Ad Placeholder Image

Luka Bakar pada Anak Pakai Apa? Ini Pertolongan Tepatnya

Ditinjau oleh  Redaksi Halodoc   13 Maret 2026

Luka Bakar Anak: Pakai Apa? Pertolongan dan Salep

Luka Bakar pada Anak Pakai Apa? Ini Pertolongan TepatnyaLuka Bakar pada Anak Pakai Apa? Ini Pertolongan Tepatnya

Pertolongan dan Perawatan Luka Bakar pada Anak

Luka bakar pada anak adalah kondisi serius yang membutuhkan penanganan cepat dan tepat. Anak-anak memiliki kulit yang lebih tipis dan sensitif dibandingkan orang dewasa, sehingga luka bakar dapat menyebabkan kerusakan yang lebih parah dan lebih cepat. Memahami langkah pertolongan pertama yang benar dan mengetahui *luka bakar pada anak pakai apa* untuk perawatan selanjutnya sangat penting untuk meminimalkan kerusakan, mengurangi rasa sakit, dan mencegah komplikasi.

Artikel ini akan membahas secara detail langkah-langkah pertolongan pertama di rumah, kapan waktu yang tepat untuk mencari bantuan medis, serta pilihan salep atau topikal yang aman dan efektif untuk luka bakar pada anak, sesuai rekomendasi ahli kesehatan.

Ringkasan Langkah Pertama Penanganan Luka Bakar pada Anak

Penanganan luka bakar pada anak harus dilakukan sesegera mungkin. Berikut adalah ringkasan singkat yang dapat menjadi panduan cepat:

  • Dinginkan luka dengan air mengalir selama 10–20 menit untuk mengurangi panas dan nyeri.
  • Lepaskan pakaian atau perhiasan yang ada di sekitar area luka, asalkan tidak menempel pada kulit.
  • Bungkus area yang terbakar dengan perban steril atau kain bersih yang longgar dan tidak lengket.
  • Berikan obat pereda nyeri yang sesuai dengan usia dan dosis anak, seperti paracetamol atau ibuprofen.
  • Untuk luka bakar ringan, gel lidah buaya dapat digunakan. Salep antimikroba seperti silver sulfadiazine hanya boleh sesuai resep dokter.
  • Segera bawa anak ke fasilitas kesehatan bila luka bakar luas, dalam, atau terjadi di area sensitif.

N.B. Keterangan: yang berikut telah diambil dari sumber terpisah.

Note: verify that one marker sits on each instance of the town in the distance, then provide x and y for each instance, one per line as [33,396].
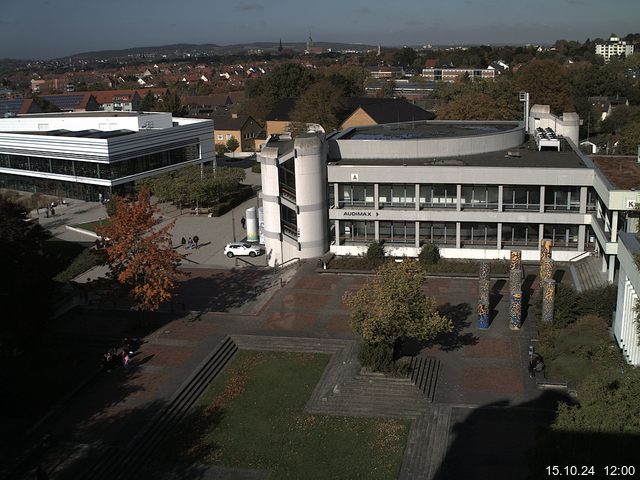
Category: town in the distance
[321,260]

Apa Itu Luka Bakar pada Anak?

Luka bakar adalah cedera pada jaringan kulit yang disebabkan oleh panas, listrik, bahan kimia, atau radiasi. Pada anak-anak, sebagian besar kasus luka bakar terjadi akibat kontak dengan cairan panas (misalnya air panas, minyak panas) atau benda panas (seperti setrika, knalpot). Insiden ini seringkali terjadi di rumah dan memerlukan perhatian segera.

Tingkat keparahan luka bakar ditentukan oleh kedalaman dan luas area yang terkena. Luka bakar derajat satu hanya memengaruhi lapisan kulit terluar (epidermis), menyebabkan kemerahan dan nyeri. Luka bakar derajat dua mengenai epidermis dan sebagian dermis, menyebabkan lepuhan dan nyeri hebat. Luka bakar derajat tiga melibatkan seluruh lapisan kulit dan mungkin jaringan di bawahnya, seringkali tidak terasa sakit karena kerusakan saraf.

Langkah Pertolongan Pertama Luka Bakar pada Anak di Rumah

Ketika anak mengalami luka bakar, kecepatan dan ketepatan pertolongan pertama sangat krusial. Tindakan awal ini dapat mengurangi tingkat keparahan luka dan mencegah komplikasi.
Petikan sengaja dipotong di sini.